Diante desses fragmentos da série de Atas do Senado da Câmara que foram aqui citados, fica evidente a importância dessa fonte de pesquisa, não só para o estudioso da história mas como um manancial a ser explorado em diversos aspectos num processo interdisciplinar.

Referências Bibliográficas.

AVELAR, Hélio de Alcântara. História administrativa e econômica do Brasil. 2 ed. Rio de Janeiro: FENAME, 1976.

FERREIRA, Manoel Rodrigues. As repúblicas municipais no Brasil. 1532-1820. São Paulo: Prefeitura Municipal de São Paulo/Secretaria Municipal de Cultura, 1980.

LEAL, Victor Nunes. Coronelismo, enxada e voto: o município e o regime representativo no Brasil. 2 ed. São. Paulo, Alfa-Omega, 1975.

RUY, Afonso. História da Câmara Municipal da Cidade do Salvador. Salvador: Câmara Municipal de Salvador, 1953.

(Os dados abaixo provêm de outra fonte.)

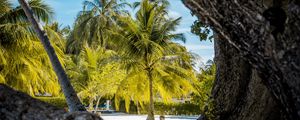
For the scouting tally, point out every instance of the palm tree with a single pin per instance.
(94, 23)
(92, 76)
(70, 94)
(149, 53)
(23, 63)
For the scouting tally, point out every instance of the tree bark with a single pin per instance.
(271, 86)
(97, 103)
(70, 94)
(16, 105)
(151, 103)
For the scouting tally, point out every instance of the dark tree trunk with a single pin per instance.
(70, 94)
(151, 104)
(258, 68)
(16, 105)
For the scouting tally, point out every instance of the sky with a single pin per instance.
(66, 11)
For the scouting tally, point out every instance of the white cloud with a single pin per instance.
(199, 47)
(183, 30)
(174, 14)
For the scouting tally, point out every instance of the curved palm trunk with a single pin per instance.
(70, 94)
(151, 104)
(97, 104)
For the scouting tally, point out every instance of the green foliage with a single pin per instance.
(148, 53)
(24, 64)
(56, 101)
(202, 30)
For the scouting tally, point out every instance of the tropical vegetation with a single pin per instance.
(110, 53)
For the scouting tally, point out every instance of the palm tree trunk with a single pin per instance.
(91, 104)
(70, 94)
(151, 104)
(138, 108)
(97, 104)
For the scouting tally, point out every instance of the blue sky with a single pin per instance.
(66, 11)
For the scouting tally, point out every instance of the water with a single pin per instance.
(143, 117)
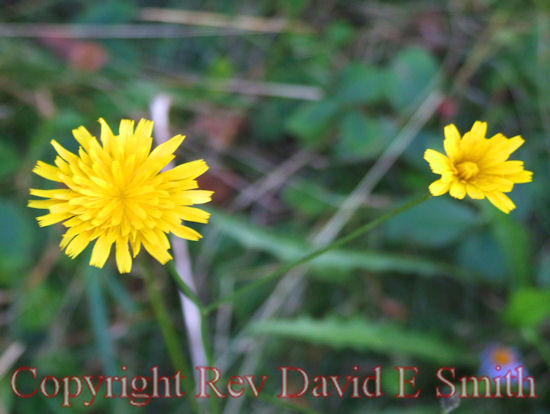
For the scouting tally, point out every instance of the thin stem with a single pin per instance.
(169, 334)
(310, 256)
(205, 332)
(186, 290)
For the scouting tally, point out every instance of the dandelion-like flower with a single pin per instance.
(477, 166)
(116, 193)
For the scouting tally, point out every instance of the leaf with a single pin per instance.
(360, 83)
(513, 240)
(286, 249)
(39, 306)
(15, 239)
(528, 307)
(9, 159)
(362, 136)
(312, 121)
(435, 223)
(490, 264)
(413, 69)
(543, 273)
(361, 334)
(97, 310)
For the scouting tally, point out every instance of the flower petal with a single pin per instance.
(439, 163)
(458, 190)
(501, 201)
(439, 187)
(452, 142)
(474, 192)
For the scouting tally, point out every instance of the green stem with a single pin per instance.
(169, 334)
(186, 290)
(205, 332)
(310, 256)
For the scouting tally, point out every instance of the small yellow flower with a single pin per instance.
(477, 166)
(116, 193)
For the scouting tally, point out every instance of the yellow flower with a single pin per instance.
(477, 166)
(116, 193)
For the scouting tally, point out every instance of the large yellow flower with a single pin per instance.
(116, 193)
(477, 166)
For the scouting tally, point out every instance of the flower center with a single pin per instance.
(467, 170)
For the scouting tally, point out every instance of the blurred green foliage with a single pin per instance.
(433, 286)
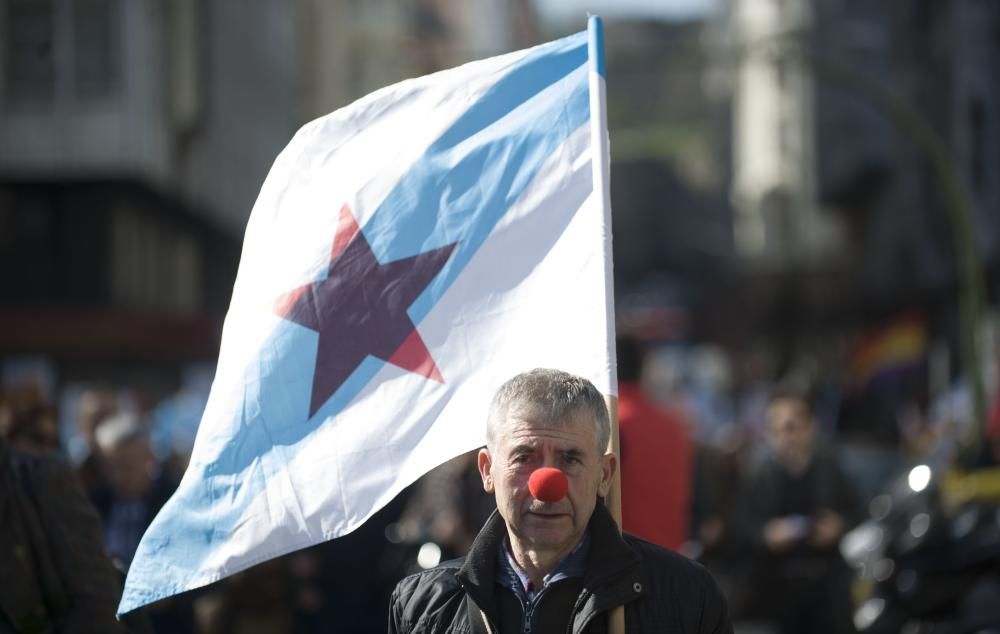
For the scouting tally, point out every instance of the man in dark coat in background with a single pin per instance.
(798, 506)
(54, 575)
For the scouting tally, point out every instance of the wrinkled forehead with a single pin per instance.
(524, 418)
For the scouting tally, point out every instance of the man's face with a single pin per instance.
(791, 430)
(521, 447)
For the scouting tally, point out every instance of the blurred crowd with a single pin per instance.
(755, 478)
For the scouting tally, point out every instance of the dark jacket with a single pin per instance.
(661, 590)
(54, 575)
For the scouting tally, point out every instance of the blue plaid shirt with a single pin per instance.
(510, 575)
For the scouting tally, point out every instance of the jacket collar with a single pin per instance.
(613, 567)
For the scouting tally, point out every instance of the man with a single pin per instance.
(132, 491)
(799, 503)
(657, 458)
(560, 565)
(54, 575)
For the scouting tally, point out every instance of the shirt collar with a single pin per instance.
(510, 575)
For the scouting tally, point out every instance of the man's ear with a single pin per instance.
(609, 464)
(485, 463)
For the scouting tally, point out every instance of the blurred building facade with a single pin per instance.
(135, 135)
(837, 207)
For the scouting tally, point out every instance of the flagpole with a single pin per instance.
(600, 162)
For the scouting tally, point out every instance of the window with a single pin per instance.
(29, 51)
(95, 44)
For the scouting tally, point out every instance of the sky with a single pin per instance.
(661, 9)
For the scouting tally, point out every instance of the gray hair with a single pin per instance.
(550, 397)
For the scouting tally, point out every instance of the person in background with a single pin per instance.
(130, 493)
(799, 504)
(656, 458)
(54, 574)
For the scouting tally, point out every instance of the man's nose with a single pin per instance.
(548, 484)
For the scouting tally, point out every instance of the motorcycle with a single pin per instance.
(928, 556)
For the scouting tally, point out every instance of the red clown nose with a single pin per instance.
(548, 484)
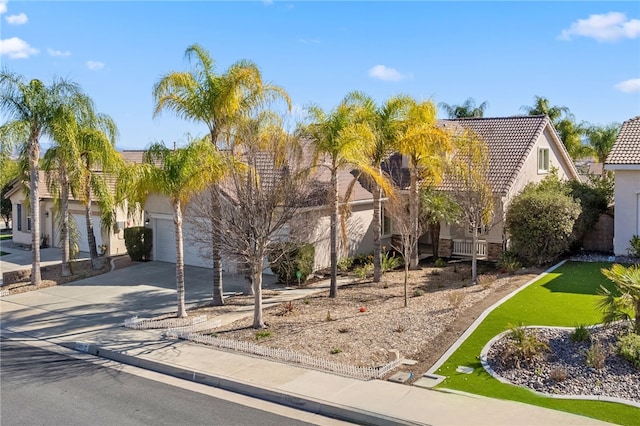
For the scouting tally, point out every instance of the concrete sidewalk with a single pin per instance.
(87, 315)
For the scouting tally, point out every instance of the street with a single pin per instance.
(46, 388)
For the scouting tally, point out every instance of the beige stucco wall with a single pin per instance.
(627, 219)
(114, 239)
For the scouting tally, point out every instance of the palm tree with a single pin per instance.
(98, 159)
(426, 145)
(466, 110)
(627, 282)
(385, 122)
(570, 133)
(217, 100)
(341, 136)
(178, 174)
(30, 109)
(601, 140)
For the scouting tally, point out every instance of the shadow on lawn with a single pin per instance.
(580, 278)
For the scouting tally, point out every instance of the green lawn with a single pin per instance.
(564, 297)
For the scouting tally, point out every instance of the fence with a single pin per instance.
(288, 355)
(464, 247)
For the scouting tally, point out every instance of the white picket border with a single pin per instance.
(146, 324)
(287, 355)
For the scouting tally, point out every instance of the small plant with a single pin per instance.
(595, 356)
(329, 316)
(629, 348)
(635, 246)
(345, 264)
(439, 263)
(580, 334)
(455, 298)
(263, 334)
(418, 292)
(364, 271)
(485, 281)
(390, 261)
(558, 374)
(509, 261)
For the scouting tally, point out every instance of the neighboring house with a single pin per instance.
(522, 150)
(624, 161)
(113, 239)
(197, 249)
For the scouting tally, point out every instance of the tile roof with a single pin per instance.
(626, 149)
(509, 140)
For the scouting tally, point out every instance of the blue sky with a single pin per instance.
(582, 55)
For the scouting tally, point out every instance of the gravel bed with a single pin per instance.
(618, 378)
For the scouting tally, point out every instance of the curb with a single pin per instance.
(298, 402)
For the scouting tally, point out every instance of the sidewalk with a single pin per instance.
(74, 316)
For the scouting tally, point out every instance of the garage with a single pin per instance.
(164, 247)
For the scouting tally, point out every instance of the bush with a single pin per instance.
(629, 348)
(139, 242)
(635, 246)
(289, 258)
(540, 223)
(509, 261)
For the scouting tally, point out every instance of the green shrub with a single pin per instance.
(289, 258)
(540, 223)
(139, 241)
(580, 334)
(635, 246)
(509, 261)
(629, 348)
(345, 264)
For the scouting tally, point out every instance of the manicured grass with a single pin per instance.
(566, 297)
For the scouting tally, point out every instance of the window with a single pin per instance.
(543, 160)
(19, 214)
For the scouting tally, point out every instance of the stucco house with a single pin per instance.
(624, 161)
(113, 238)
(197, 248)
(522, 150)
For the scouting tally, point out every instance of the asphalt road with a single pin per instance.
(39, 387)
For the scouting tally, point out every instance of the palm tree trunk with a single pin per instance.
(413, 212)
(64, 228)
(333, 290)
(377, 244)
(177, 220)
(216, 249)
(256, 273)
(91, 238)
(34, 194)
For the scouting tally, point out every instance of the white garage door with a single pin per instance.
(81, 224)
(165, 245)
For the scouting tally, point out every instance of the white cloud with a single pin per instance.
(61, 53)
(384, 73)
(16, 48)
(629, 86)
(20, 19)
(610, 26)
(309, 41)
(95, 65)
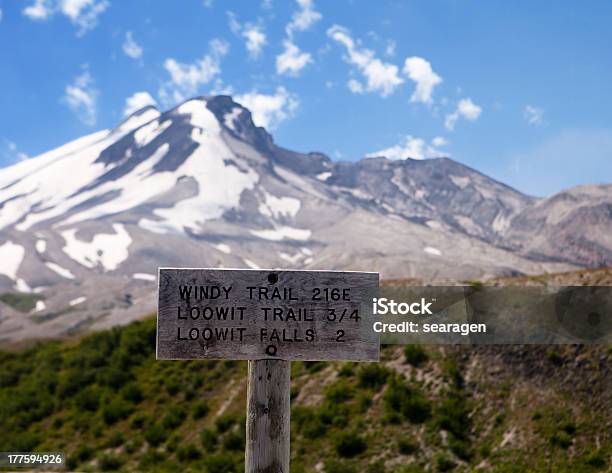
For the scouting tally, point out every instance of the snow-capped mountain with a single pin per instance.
(85, 226)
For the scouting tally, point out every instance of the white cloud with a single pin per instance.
(380, 77)
(410, 147)
(82, 13)
(233, 23)
(390, 49)
(439, 141)
(355, 86)
(11, 153)
(255, 37)
(292, 60)
(186, 79)
(81, 97)
(304, 18)
(534, 115)
(130, 47)
(466, 109)
(419, 70)
(39, 10)
(255, 40)
(138, 101)
(269, 110)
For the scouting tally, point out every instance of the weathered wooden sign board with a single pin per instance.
(243, 314)
(268, 317)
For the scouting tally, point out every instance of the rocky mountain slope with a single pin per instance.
(84, 227)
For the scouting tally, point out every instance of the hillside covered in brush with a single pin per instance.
(110, 405)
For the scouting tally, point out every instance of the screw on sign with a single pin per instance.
(268, 317)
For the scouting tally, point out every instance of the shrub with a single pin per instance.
(113, 377)
(132, 392)
(174, 417)
(200, 409)
(406, 446)
(188, 453)
(155, 434)
(453, 416)
(460, 448)
(88, 399)
(115, 440)
(308, 422)
(151, 459)
(220, 463)
(377, 466)
(364, 402)
(400, 399)
(314, 366)
(443, 463)
(346, 370)
(109, 462)
(338, 392)
(223, 423)
(415, 355)
(234, 441)
(117, 409)
(372, 376)
(334, 466)
(82, 454)
(208, 439)
(350, 444)
(173, 386)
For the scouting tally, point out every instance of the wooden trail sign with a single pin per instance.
(266, 314)
(268, 317)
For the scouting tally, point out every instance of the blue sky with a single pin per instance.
(518, 90)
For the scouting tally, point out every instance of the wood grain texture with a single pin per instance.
(255, 338)
(268, 417)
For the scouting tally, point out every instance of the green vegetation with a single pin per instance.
(415, 355)
(108, 404)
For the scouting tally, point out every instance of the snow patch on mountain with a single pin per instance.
(144, 276)
(293, 259)
(133, 190)
(109, 250)
(63, 272)
(230, 117)
(280, 233)
(220, 185)
(223, 248)
(432, 251)
(251, 264)
(460, 181)
(22, 286)
(276, 207)
(46, 187)
(136, 120)
(11, 257)
(147, 133)
(77, 301)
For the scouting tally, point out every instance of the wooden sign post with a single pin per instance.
(268, 317)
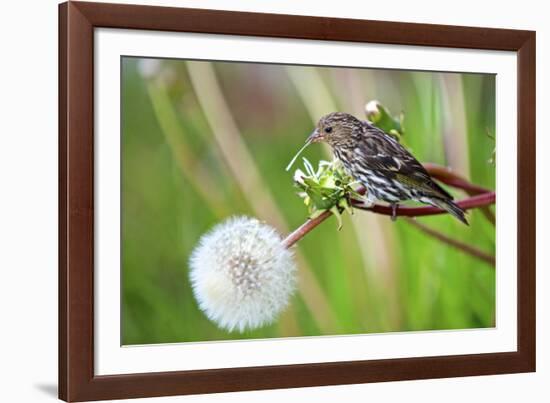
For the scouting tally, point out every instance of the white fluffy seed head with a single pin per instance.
(242, 275)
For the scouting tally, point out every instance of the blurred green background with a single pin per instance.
(202, 141)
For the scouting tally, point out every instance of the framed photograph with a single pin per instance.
(255, 201)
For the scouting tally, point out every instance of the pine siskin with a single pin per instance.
(387, 170)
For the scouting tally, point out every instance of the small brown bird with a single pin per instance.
(387, 170)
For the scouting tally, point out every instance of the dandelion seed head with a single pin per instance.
(242, 275)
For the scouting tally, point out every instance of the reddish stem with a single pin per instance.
(481, 198)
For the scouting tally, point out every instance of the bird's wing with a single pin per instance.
(384, 154)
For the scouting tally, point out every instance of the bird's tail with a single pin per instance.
(452, 208)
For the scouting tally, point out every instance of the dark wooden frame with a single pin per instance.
(77, 21)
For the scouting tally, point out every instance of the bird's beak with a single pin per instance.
(314, 137)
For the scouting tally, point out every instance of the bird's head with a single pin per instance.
(338, 129)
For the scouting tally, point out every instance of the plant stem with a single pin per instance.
(470, 250)
(481, 200)
(303, 229)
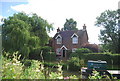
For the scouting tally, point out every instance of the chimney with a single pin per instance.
(58, 30)
(84, 27)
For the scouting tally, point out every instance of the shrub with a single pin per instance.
(47, 54)
(74, 64)
(12, 69)
(80, 52)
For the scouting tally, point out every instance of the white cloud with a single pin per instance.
(83, 11)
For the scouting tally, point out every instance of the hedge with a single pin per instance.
(105, 57)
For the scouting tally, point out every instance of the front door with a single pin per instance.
(64, 53)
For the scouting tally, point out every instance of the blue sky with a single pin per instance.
(6, 9)
(57, 11)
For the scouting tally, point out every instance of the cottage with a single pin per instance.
(69, 40)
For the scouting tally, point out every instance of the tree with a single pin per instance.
(70, 24)
(24, 33)
(109, 32)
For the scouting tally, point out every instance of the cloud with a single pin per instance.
(82, 11)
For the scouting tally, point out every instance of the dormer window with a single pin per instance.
(74, 38)
(59, 39)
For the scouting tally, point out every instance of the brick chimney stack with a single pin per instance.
(84, 27)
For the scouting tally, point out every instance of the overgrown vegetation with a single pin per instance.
(25, 34)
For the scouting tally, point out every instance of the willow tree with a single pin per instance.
(24, 33)
(109, 36)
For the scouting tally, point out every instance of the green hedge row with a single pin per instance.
(110, 58)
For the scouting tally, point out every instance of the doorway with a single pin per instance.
(64, 52)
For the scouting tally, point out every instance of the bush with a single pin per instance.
(47, 54)
(74, 64)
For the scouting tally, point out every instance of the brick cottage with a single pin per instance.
(70, 40)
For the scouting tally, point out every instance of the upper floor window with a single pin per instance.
(74, 39)
(58, 39)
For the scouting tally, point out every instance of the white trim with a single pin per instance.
(63, 47)
(75, 35)
(58, 36)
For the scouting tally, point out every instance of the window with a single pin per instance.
(58, 50)
(59, 40)
(75, 40)
(74, 49)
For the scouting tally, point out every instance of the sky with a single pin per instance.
(57, 11)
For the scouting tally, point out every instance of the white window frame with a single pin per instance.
(58, 51)
(58, 39)
(75, 40)
(74, 49)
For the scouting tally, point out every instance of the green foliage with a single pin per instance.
(96, 75)
(24, 33)
(70, 24)
(54, 75)
(14, 69)
(34, 71)
(74, 64)
(103, 56)
(109, 33)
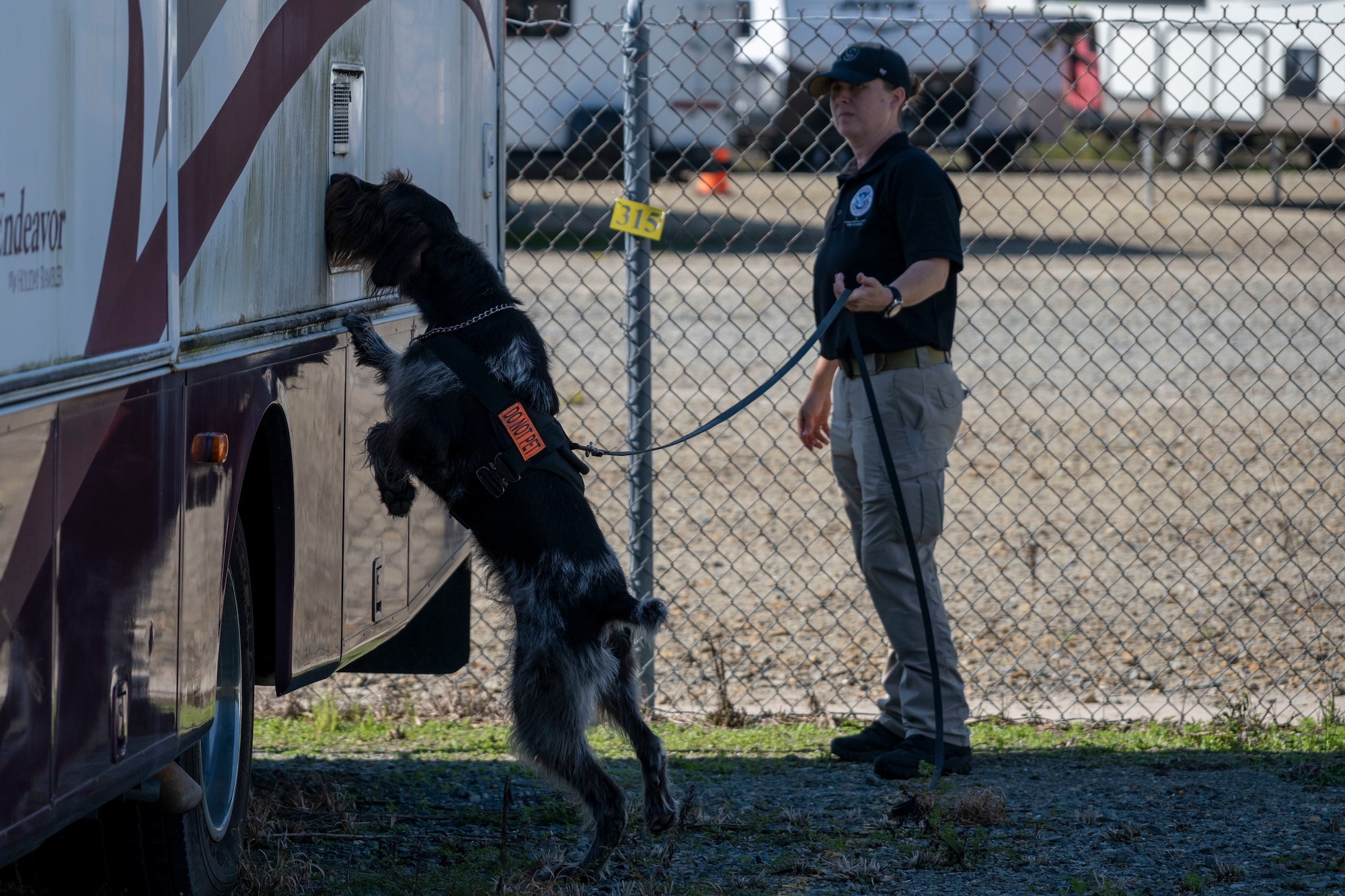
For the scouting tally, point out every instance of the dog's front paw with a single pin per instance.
(660, 813)
(358, 322)
(399, 499)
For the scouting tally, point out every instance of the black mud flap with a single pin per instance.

RUY, Afonso. História Política e administrativa da Cidade do Salvador. Salvador: Prefeitura Municipal de Salvador, 1949. (Publicação comemorativa do IV Centenário da Cidade).

SALVADOR, Câmara Municipal. Atas da Câmara 1731/50; 1750/65. Salvador: Câmara Municipal/Fundação Gregório de Matos, 1994/1996. (Documentos Históricos do Arquivo Municipal. V.9 / 10).